The cart was ready. My finger was on the checkout button.
Then I stopped.
The Pause
I remembered something: I was already building a server.
HYDRA09 was in progress. Ryzen 9 7950X, 64GB DDR5, 32TB of storage, a proper rack case. It was meant for compute-heavy workloads — the exact things I was planning to run on the NAS.
If HYDRA09 was going to be my main machine, what would the QNAP become?
A backup device. A $3,000 backup device.
That didn't feel right.
The Pivot
I started asking different questions.
What did I actually need?
- ZFS for data integrity and snapshots
- SMB/NFS shares for my devices
- Docker for services
- VM capability for isolation
What did I not need?
- A proprietary OS (QTS, DSM)
- A vendor ecosystem I'd have to learn
- A separate appliance drawing power 24/7
- $3,000 of hardware doing the same job as my server
The answer was obvious once I stopped looking at products and started looking at problems.
TrueNAS SCALE does everything I wanted:
- ZFS with checksums, snapshots, and scrubbing
- SMB/NFS file sharing built-in
- Docker and Kubernetes support
- VM hosting through KVM
- Web UI for management
- Free and open source
I could install it on HYDRA09 and have everything in one machine. Or run it in a VM. Or dedicate an old PC to it later.
No vendor lock-in. No learning a proprietary ecosystem. No $3,000 checkout.
What I Actually Needed
Looking back, I got confused by the question.
"Which NAS should I buy?" assumes you need to buy a NAS. But a NAS is just storage + network + services. You can build that yourself with any hardware.
I didn't need a NAS appliance. I needed:
- Reliable storage — ZFS handles this
- Network shares — SMB/NFS handles this
- Containerized services — Docker handles this
- A web interface — TrueNAS handles this
The QNAP would have worked. But it would have been redundant the moment HYDRA09 came online.
The Real Lesson
I spent weeks researching NAS devices because research feels productive. Comparing specs, reading reviews, building carts — it feels like progress.
But it wasn't progress. It was procrastination disguised as due diligence.
The answer was in front of me the whole time: use what you're already building.
QNAP and Synology are great products. If I didn't have a server in progress, I'd probably be running QTS right now. But I did have a server in progress.

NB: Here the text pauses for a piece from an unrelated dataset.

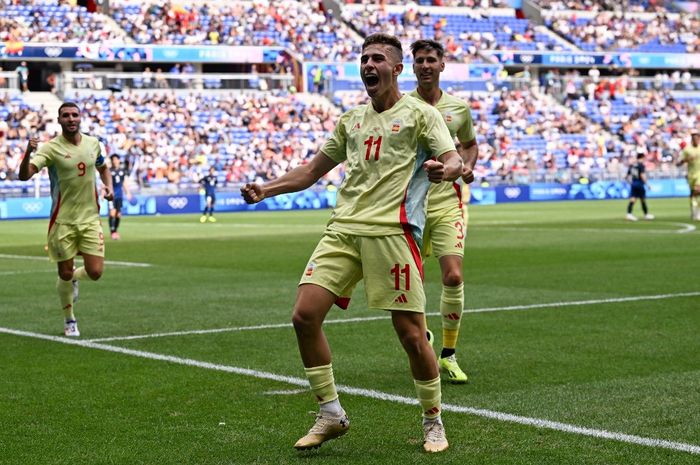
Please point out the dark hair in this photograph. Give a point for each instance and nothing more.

I just forgot to factor that in while I was deep in the comparison spreadsheets.
If You're NAS Shopping
Before you add that appliance to your cart, ask:
Do I already have hardware that could do this?
An old PC with a few drive bays can run TrueNAS. A Raspberry Pi can run OpenMediaVault. A VM on your existing server can host Samba shares.
NAS appliances are convenient. They're not the only option.
Sometimes the best purchase is the one you don't make.